Lorsque l’on interroge les experts du monde économique sur les régions les plus prolifiques du pays, le Brabant wallon est pointé du doigt dans la majorité des réponses. Il faut dire qu’avec sa proximité avec Bruxelles et l’aéroport de Zaventem, sa proximité avec la Flandre et le reste de la Wallonie, la Jeune Province est un point de passage quasiment obligé. Au point que de nombreuses entreprises, belges comme étrangères, viennent s’y installer.

Le BW, pas un gage de réussite

L’exemple le plus probant est sans doute celui du futur China-Belgium Technology Center, dont la construction, qui a récemment débuté, nécessitera un investissement total de 200 millions d’euros.
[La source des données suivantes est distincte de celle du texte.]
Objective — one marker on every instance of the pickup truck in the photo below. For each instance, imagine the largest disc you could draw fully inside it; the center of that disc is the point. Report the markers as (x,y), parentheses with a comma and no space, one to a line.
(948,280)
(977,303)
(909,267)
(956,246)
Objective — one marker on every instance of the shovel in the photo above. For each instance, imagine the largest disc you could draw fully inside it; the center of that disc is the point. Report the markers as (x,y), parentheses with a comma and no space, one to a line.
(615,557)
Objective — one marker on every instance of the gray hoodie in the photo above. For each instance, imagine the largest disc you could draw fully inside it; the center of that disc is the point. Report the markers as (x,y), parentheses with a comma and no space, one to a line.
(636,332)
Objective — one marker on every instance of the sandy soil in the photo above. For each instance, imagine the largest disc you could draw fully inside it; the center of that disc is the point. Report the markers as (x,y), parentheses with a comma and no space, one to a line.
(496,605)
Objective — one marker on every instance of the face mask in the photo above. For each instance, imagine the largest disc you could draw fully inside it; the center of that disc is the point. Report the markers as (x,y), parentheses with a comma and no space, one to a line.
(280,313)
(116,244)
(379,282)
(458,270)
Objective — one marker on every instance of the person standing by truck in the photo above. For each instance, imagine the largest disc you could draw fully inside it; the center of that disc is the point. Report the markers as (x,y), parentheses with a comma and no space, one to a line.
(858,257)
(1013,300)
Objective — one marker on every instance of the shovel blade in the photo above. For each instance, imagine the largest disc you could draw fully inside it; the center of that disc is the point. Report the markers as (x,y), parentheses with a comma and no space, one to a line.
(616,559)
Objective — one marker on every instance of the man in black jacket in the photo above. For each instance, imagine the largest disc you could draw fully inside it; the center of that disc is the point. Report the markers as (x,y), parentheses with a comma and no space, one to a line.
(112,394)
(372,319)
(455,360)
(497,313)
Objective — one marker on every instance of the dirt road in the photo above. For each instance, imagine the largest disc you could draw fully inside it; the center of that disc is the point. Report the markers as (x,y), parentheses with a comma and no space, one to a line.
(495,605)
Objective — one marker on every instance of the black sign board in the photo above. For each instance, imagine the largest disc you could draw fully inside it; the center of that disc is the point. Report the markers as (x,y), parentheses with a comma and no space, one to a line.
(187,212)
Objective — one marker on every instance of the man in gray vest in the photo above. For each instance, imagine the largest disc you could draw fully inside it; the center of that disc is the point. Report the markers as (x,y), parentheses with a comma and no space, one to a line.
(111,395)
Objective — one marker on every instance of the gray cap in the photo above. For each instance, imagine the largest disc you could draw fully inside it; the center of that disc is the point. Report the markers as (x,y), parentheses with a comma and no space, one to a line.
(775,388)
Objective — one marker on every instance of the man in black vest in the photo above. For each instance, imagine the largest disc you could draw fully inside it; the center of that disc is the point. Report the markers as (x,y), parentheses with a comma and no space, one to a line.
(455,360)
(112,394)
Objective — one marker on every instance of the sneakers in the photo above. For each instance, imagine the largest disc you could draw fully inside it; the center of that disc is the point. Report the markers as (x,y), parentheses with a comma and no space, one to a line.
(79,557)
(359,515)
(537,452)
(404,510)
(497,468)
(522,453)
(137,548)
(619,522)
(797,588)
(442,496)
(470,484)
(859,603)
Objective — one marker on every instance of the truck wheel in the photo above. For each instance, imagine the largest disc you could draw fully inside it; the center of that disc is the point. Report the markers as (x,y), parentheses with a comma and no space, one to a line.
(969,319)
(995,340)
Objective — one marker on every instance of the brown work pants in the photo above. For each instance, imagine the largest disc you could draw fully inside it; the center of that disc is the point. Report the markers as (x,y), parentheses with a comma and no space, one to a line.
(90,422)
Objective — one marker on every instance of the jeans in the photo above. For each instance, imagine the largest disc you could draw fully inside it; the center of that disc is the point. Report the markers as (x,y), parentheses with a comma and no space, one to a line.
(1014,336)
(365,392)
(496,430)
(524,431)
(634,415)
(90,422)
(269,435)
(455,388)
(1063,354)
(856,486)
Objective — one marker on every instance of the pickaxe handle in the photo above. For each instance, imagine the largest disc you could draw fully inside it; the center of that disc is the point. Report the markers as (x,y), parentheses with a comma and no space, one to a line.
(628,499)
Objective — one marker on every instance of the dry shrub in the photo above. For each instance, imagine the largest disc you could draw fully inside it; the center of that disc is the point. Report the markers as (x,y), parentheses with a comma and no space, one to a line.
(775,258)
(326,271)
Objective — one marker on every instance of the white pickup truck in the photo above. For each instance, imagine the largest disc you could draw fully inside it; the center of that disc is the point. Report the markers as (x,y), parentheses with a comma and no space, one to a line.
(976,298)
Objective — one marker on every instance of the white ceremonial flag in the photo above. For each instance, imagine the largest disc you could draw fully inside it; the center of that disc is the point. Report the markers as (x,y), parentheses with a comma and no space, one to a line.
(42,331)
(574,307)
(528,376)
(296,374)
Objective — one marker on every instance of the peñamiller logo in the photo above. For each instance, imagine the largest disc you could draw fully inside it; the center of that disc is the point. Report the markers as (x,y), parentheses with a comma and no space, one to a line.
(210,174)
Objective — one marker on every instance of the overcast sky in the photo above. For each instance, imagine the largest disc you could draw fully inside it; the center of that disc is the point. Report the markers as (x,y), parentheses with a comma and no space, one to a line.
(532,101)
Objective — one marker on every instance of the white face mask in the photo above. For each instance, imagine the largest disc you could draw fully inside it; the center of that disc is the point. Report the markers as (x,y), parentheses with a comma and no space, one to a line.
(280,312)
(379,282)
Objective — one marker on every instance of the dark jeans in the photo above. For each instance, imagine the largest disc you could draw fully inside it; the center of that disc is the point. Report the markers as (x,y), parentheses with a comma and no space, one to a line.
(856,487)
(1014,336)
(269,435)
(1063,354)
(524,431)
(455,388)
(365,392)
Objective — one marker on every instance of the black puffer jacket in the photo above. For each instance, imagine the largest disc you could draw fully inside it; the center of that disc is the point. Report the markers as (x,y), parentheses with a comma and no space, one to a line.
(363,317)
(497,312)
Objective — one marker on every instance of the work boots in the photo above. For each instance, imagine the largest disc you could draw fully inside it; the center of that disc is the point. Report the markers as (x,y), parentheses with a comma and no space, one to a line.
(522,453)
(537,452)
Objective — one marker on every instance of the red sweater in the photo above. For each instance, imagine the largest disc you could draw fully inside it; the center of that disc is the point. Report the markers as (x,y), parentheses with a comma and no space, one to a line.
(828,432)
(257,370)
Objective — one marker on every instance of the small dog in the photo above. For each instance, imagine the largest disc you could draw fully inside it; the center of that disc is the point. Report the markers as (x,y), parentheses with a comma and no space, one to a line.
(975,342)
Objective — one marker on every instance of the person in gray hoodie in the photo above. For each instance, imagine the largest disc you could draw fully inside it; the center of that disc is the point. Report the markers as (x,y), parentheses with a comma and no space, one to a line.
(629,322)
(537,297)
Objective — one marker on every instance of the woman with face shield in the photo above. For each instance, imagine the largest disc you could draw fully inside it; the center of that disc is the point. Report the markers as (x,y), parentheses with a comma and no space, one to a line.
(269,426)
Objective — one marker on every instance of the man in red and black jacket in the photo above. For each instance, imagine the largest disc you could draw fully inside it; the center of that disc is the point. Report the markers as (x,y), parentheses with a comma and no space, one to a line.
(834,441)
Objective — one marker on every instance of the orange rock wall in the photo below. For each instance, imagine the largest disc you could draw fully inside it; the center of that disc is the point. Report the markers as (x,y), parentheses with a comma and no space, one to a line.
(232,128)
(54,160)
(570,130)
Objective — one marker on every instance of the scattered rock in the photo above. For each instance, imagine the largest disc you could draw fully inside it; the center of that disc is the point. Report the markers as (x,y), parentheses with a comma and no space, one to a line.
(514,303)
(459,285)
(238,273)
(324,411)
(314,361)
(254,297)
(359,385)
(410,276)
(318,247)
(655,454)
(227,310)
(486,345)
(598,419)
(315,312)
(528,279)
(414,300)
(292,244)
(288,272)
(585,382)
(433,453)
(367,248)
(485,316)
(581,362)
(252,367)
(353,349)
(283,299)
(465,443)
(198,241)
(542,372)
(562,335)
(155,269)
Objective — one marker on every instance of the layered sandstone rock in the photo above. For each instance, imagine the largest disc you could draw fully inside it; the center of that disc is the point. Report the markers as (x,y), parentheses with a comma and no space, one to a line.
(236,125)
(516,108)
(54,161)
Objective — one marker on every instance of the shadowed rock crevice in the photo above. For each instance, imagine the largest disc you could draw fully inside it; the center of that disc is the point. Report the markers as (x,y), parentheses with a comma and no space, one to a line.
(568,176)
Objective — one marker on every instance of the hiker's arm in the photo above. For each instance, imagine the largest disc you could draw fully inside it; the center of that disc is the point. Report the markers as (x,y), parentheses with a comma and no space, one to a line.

Les Chinois ont en effet opté pour Louvain-la-Neuve pour construire cet incubateur dont l’objectif est de faciliter l’implantation d’entreprises chinoises sur le marché européen.

Mais à l’inverse du roi Midas qui transformait en or tout ce qu’il touchait, le simple fait de s’établir en Brabant wallon ne signifie pas automatiquement un succès dans les affaires. Preuve en est le nombre de faillites enregistrées lors des six premiers mois de l’année. On l’avait entrevu lors du premier trimestre, la hausse du nombre de faillites s’est prolongée lors des trois mois suivants.

Chiffres à relativiser

La hausse du nombre de faillites en BW est particulièrement importante cette année : sur les six premiers mois de 2016, on n’avait recensé que 154 faillites. Soit une hausse de près de 28 % en un an.

Selon certains spécialistes du monde économique, cette forte augmentation est à relativiser notamment en raison du fait que 2016 aura été l’année où l’on a prononcé le moins de faillites en Brabant wallon depuis le déclenchement de la crise des subprimes américains et de la crise financière européenne qui avait suivi. Laquelle avait conduit 455 entreprises à mettre la clé sous le paillasson en 2013.